Освещение в купе меняется, но не по моей воле. Солнце и облака, сумерки и снова сумерки. Дождь, снег, буря. Светильник на потолке то меркнет, то разгорается, то бросает ослепительный луч, то начинает мигать, выключается, зажигается снова; он коптилка, люстра, неоновая лампа — все вместе. Отопление ненадежно. Оно может раскочегариться в жару и отказать в стужу. Я хватаюсь за регулятор, но слышу только щелчки, и больше ничего не меняется. Странно, что и пальто меня больше не греет. За окном, там, кажется, все течет своим чередом. Может быть, и в других купе обычный ход вещей? Но в моем все не так, как я ожидал, совсем не так. Может быть, его конструировал пьяный инженер? Или сумасшедший? Или дьявольский шарлатан?
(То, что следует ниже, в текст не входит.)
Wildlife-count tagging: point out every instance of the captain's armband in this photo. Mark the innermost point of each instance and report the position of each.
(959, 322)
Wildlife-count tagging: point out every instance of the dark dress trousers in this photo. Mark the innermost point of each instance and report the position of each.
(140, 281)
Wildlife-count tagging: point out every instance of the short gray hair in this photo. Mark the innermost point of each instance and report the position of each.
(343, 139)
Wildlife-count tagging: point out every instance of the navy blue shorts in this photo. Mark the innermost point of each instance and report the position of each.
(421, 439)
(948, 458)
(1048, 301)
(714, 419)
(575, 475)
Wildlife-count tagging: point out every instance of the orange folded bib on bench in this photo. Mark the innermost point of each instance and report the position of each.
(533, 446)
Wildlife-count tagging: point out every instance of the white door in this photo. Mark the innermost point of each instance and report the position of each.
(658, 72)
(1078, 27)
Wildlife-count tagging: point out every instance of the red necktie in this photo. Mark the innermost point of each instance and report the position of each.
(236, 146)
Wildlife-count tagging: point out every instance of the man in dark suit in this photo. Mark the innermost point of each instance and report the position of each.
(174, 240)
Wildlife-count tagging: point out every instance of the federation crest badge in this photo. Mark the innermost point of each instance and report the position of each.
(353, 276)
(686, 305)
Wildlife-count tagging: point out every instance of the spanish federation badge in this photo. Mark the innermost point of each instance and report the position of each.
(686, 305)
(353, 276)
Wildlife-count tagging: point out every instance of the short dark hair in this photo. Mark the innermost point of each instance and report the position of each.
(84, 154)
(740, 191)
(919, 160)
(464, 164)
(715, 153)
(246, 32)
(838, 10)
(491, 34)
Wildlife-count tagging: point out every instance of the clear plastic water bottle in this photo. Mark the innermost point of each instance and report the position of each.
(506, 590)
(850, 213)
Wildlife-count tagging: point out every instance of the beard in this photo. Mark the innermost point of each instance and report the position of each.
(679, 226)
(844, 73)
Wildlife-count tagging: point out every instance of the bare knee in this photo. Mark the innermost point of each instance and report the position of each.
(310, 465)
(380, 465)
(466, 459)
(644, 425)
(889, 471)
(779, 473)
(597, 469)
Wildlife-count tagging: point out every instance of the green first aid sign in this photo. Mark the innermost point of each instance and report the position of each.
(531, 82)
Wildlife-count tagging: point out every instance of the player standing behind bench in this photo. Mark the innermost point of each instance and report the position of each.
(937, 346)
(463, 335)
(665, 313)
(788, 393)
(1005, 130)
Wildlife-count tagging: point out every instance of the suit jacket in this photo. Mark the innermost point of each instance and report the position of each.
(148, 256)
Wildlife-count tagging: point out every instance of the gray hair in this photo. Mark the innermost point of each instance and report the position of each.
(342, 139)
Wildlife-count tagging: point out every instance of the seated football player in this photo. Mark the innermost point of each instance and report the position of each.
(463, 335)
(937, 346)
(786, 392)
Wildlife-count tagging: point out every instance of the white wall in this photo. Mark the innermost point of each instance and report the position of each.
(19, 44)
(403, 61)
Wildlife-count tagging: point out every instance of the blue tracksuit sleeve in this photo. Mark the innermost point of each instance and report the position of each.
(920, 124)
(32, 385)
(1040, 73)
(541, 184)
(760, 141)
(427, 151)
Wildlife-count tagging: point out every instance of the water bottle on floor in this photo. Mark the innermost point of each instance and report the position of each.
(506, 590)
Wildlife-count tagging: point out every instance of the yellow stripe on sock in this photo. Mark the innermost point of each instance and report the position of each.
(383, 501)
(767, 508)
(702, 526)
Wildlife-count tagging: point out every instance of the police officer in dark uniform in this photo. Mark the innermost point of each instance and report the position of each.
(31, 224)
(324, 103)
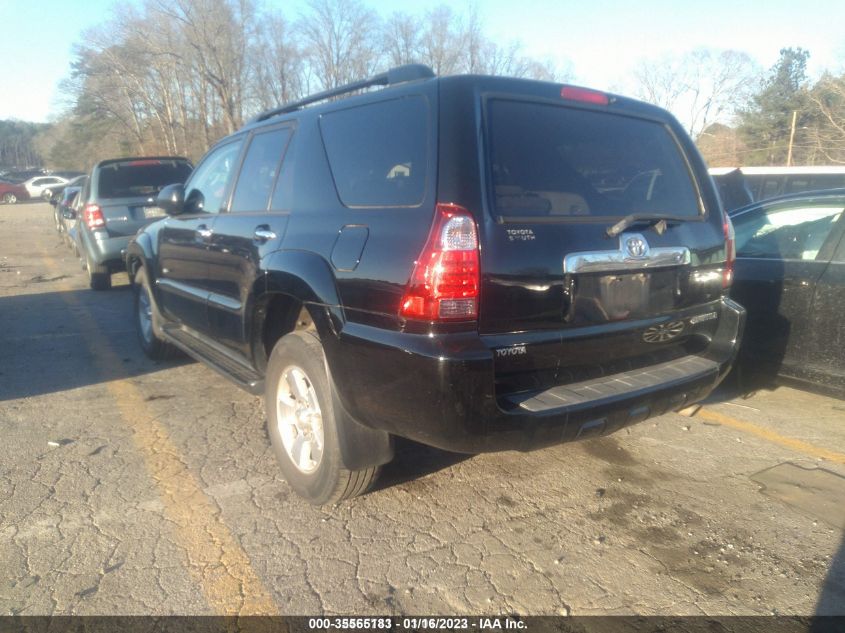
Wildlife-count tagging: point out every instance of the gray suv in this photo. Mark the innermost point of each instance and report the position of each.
(118, 199)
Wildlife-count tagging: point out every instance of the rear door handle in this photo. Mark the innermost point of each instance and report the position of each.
(263, 234)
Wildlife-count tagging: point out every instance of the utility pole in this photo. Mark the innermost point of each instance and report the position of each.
(791, 139)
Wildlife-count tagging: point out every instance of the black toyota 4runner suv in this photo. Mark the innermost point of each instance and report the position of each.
(474, 263)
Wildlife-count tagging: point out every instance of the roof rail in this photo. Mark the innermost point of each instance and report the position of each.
(397, 75)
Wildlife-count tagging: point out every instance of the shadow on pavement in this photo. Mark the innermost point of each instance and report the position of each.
(413, 461)
(832, 596)
(43, 349)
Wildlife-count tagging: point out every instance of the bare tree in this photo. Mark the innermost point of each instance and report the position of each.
(700, 87)
(279, 63)
(338, 41)
(826, 134)
(402, 39)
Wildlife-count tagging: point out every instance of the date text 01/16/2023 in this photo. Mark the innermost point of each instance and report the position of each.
(416, 623)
В купе разложены расписания движения поездов. Я хочу взглянуть, где будет остановка. Но страницы пусты. На станциях, у которых мы тормозим, не вывешены таблички с названиями. Люди на платформе бросают на поезд удивленные взгляды. Через стекла почти ничего не рассмотреть из-за частой непогоды. Я думаю: они искажают для меня картину. Внезапно меня обуревает страстное желание установить верное положение вещей. Окно заедает. Я захожусь в крике. Мне начинают стучать в стенки. За станцией снова туннель. У меня перехватывает дыхание. Когда мы выезжаем из туннеля, я спрашиваю себя: а была ли на самом деле остановка?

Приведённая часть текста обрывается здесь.